In a move observers see as retaliation, Chinese authorities detained two Canadian citizens -- a former diplomat and a business consultant -- on suspicion of endangering national security.
Then authorities revisited the little-known case of Schellenberg, who was sentenced to 15 years in prison in November for drug offences.
A month later, an upper court took up his appeal and ordered a hasty retrial in the northeastern city of Dalian after ruling that the punishment was too lenient.
The timing and swiftness of Schellenberg’s sentence, and the inclusion of new evidence presenting him as a key player in a plan to ship 222 kilogrammes (490 pounds) of methamphetamine to Australia, raised suspicion among observers.
“Playing hostage politics, China rushes the retrial of a Canadian suspect and sentences him to death in a fairly transparent attempt to pressure Canada,” Human Rights Watch executive director Kenneth Roth said in a tweet.

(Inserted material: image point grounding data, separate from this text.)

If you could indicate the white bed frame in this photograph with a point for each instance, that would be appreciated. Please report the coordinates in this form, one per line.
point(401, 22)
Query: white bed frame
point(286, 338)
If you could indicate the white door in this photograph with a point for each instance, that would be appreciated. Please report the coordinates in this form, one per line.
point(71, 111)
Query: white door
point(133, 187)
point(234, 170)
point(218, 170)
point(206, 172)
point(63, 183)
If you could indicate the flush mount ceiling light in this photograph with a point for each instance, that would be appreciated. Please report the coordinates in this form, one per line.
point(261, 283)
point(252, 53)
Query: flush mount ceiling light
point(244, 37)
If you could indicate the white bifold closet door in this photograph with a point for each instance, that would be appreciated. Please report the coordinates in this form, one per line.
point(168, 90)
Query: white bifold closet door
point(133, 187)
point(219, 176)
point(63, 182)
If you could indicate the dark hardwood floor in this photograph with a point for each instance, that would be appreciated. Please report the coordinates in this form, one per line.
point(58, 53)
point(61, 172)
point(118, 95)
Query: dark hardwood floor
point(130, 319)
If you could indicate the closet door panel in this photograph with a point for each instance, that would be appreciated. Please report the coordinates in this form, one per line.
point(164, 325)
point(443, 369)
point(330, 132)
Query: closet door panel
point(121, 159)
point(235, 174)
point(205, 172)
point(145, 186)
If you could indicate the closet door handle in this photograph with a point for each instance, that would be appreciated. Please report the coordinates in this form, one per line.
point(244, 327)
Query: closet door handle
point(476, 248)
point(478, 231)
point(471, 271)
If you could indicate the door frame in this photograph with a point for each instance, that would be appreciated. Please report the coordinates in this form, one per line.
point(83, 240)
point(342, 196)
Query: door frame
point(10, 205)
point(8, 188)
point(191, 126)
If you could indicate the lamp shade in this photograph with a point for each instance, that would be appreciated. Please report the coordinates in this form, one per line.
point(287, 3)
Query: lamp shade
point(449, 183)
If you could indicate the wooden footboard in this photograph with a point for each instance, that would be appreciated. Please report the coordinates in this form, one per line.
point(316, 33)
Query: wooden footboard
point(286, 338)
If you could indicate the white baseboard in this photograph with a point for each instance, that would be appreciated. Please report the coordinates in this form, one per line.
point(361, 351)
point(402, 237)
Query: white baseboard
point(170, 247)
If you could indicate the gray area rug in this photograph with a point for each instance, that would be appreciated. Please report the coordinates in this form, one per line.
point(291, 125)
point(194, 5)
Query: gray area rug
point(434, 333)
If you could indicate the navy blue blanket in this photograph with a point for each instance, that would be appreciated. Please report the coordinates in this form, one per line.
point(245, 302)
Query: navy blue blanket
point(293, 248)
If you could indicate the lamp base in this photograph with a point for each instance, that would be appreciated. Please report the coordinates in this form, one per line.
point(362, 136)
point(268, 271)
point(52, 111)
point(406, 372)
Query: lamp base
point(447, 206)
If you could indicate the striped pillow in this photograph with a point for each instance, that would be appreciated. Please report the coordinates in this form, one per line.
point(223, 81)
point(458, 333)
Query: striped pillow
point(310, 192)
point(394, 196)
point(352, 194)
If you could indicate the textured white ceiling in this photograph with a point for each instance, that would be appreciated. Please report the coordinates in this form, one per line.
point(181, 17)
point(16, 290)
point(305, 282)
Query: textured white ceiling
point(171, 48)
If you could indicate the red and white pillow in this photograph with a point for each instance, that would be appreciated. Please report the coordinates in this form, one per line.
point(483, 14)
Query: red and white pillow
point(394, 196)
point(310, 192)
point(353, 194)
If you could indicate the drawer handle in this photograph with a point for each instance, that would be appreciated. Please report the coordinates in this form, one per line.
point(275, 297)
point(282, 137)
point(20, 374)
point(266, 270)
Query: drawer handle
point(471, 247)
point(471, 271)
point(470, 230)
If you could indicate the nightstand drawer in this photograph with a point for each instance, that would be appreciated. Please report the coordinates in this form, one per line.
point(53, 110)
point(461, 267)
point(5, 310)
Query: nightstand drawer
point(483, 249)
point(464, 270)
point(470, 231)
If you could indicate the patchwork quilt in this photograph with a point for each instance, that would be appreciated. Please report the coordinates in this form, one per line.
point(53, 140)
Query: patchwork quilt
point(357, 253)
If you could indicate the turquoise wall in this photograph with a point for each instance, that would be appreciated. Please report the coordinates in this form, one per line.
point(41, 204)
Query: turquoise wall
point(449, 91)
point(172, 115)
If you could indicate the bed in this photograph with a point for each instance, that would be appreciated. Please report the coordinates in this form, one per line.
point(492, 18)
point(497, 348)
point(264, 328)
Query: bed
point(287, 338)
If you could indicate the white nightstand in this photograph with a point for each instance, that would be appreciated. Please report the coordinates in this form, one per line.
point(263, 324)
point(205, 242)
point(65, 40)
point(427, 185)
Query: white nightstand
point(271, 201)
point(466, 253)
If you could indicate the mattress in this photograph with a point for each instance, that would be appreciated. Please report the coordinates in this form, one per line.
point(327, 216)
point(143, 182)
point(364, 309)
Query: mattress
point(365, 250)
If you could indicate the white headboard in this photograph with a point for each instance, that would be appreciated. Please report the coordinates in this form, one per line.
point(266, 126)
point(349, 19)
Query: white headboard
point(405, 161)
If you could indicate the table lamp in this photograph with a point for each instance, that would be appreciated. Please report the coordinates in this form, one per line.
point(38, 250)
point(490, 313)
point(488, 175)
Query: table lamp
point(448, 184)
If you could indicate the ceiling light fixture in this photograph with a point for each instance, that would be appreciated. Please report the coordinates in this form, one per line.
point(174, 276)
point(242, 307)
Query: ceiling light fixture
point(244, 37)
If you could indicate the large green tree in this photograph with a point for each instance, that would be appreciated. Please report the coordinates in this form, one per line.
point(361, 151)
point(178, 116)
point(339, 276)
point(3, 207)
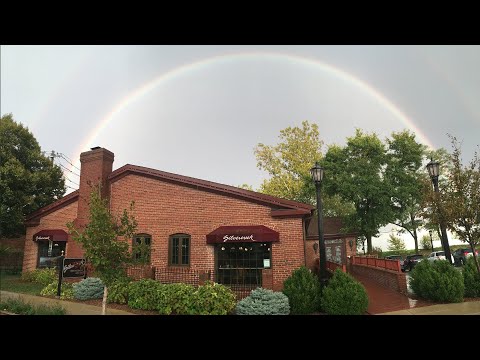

Donald Clarke, a George Washington University professor specialising in Chinese law, coined an even grimmer term for the situation: “death threat diplomacy”.
“The Chinese government is not even trying to pretend that there was a fair trial here,” he said.
Trudeau expressed “extreme concern” that China had “chosen to arbitrarily” apply the death penalty.
But Chinese foreign ministry spokeswoman Hua Chunying denied Beijing had politicised Schellenberg’s case, calling on Canada to “respect China’s judicial sovereignty... and stop making such irresponsible remarks”.
Schellenberg plans to appeal, his lawyer told AFP.